The introduction of the new procedure in the US has come in for criticism from the travelling public in the US. According to the BBC, US President Barack Obama has reportedly told the TSA, "You have to constantly refine and measure whether what we're doing is the only way to assure the American people's safety."
The BBC has also quoted Hillary Clinton, the US secretary of state, as stating that she would not submit to a security pat down "if I could avoid it". She added that everyone, "including our security experts, are looking for ways to diminish the impact on the travelling public" and that "striking the right balance is what this is about".
Robert Gibbs, the White House press spokesman, has said that the US airport security agency is "desperately" working to balance travellers' privacy concerns with security needs.

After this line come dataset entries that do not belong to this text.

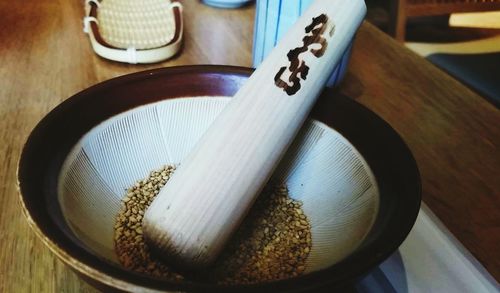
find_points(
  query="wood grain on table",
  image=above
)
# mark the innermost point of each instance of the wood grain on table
(453, 133)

TSA head John Pistole said in an interview to ABC that there would be no short-term changes, but added, "What I'm doing is going back and looking at, are there less invasive ways of doing the same type of screening?"
These remarks by Obama, Clinton and other officials were in response to the criticism from the US travelling public and not in response to the protests from the government of India over the two incidents mentioned above.

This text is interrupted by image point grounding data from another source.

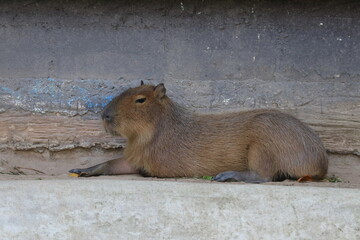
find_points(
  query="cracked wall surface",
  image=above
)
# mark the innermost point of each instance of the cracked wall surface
(61, 62)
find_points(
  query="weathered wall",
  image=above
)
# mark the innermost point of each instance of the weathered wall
(62, 61)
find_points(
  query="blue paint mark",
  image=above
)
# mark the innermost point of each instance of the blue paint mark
(49, 94)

The response to the Indian protests has been typical with the state department expressing its concern over the incident relating to Meera Shankar, but US Homeland Security Secretary Janet Napolitano saying that the pat-down search had been "appropriate".
These incidents draw attention once again to the differences that continue to prevail in the US between the state department and the homeland security department over courtesies to be extended to diplomats and visiting foreign dignitaries.

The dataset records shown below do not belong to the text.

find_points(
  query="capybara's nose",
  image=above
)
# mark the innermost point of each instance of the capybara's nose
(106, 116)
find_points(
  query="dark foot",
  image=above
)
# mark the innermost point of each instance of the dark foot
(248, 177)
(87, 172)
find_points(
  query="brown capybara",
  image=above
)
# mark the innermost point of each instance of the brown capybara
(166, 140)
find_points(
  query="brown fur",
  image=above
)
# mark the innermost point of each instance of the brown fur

While the state department opposes such courtesies being sacrificed in the interest of security, the homeland security department sticks to its position that the security of all passengers is paramount and that if a diplomat is to be subjected to the same procedures as others, so be it.
It remains to be seen whether there will be any improvement in the position in future as a result of the Indian protests. The conflict over diplomatic courtesies between foreign offices and the security agencies is a global phenomenon.
In Israel, there was a similar incident in 2007, when a senior British woman diplomat was subjected to body search by the Shin Bet security guards when she went to the prime minister's office.
Public outrage in India over the US humiliation to Indian diplomats has led to demands for a tit-for-tat policy. This could become counter-productive and lead to a messy situation.
Presently, the instructions to our Central Industrial Security Force, which is responsible for airport security, is to treat all foreign diplomats -- junior or senior -- and visiting foreign dignitaries with courtesy. As a result, India enjoys the reputation of treating foreign diplomats and dignitaries with the courtesies they are entitled to under the Vienna convention.
If we make an exception in the case of US diplomats and authorise the CISF to subject them to body searches under the rule of reciprocity of treatment, we may find it difficult to control the CISF if they adopt these procedures in the case of diplomats of other countries too.